Es drohen gewaltige demografische Probleme. Einige Völker vermehren sich rasant, andere schrumpfen. Das ruft destabilisierende Wanderungsprozesse hervor. Wichtiger noch sind Krieg und Energiekrise. Deutschland hat die Atomkraft verteufelt, und die EU treibt im Alleingang den Ausstieg aus fossilen Energien voran wie kaum eine andere Region. Zudem dreht Putin das Gas ab. Aber ich bin längerfristig doch optimistisch, weil ich glaube, dass die Europäer lernfähig sind, wenn der Leidensdruck steigt.

Wo zum Beispiel?

Die Geburtenarmut, die Berlin fast schon zum Modell einer neuen multisexuellen Gesellschaft erhebt, wird nicht dauerhaft sein. Vermutlich wird der Eindruck der wachsenden Altersarmut, die in den dreißiger Jahren dieses Jahrhunderts bevorsteht, einer Rückkehr zu traditionellen Familienbildern den Weg ebnen. Die Welt der Dink-Familien [Double Income, No Kids] funktioniert nun mal nicht. Die wenigen jungen Menschen, die es trotz der Kinderarmut noch geben wird, werden sich an traditionelle Lebenswege erinnern und sich kopfschüttelnd vom Lebensmodell der verarmten Alten abwenden, die nicht auf die Unterstützung ihrer Familien zurückgreifen können.

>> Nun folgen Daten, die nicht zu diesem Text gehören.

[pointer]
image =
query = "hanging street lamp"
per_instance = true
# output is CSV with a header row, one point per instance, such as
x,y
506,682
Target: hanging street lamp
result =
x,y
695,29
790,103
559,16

Sehen Sie schon Anzeichen?

Nein, noch nicht. So etwas dauert Jahrzehnte. Bismarck hatte in den 1880er Jahren jene Sozialgesetzgebung begründet, die den Menschen auch dann ein Auskommen im Alter zusicherte, wenn sie selber keine Kinder hatten. Das Versprechen lautete: Um im Alter leben zu können, braucht ihr nicht mehr selbst Kinder zu haben, unsere Rentenversicherung sorgt für euch. Tatsächlich funktioniert die Rentenversicherung nach dem Umlageverfahren aber auch nur dann, wenn andere Leute doch noch Kinder haben. Die Schaffenskraft der Kinder wurde sozialisiert, das hat die gewollte Kinderlosigkeit ermöglicht. Die Sozialisierung hat das Verhalten der Menschen verändert. Nicht innerhalb einer Generation, aber langfristig sahen die Menschen, dass der Onkel und die Tante, die früher mittellos gewesen wären und in der Familie hätten betteln gehen müssen, wie Bismarck es in seiner Reichstagsrede von 1881 sagte, im Alter zurechtkamen. Der neue Lebensweg ohne Kinder fand von Generation zu Generation immer mehr Nachahmer.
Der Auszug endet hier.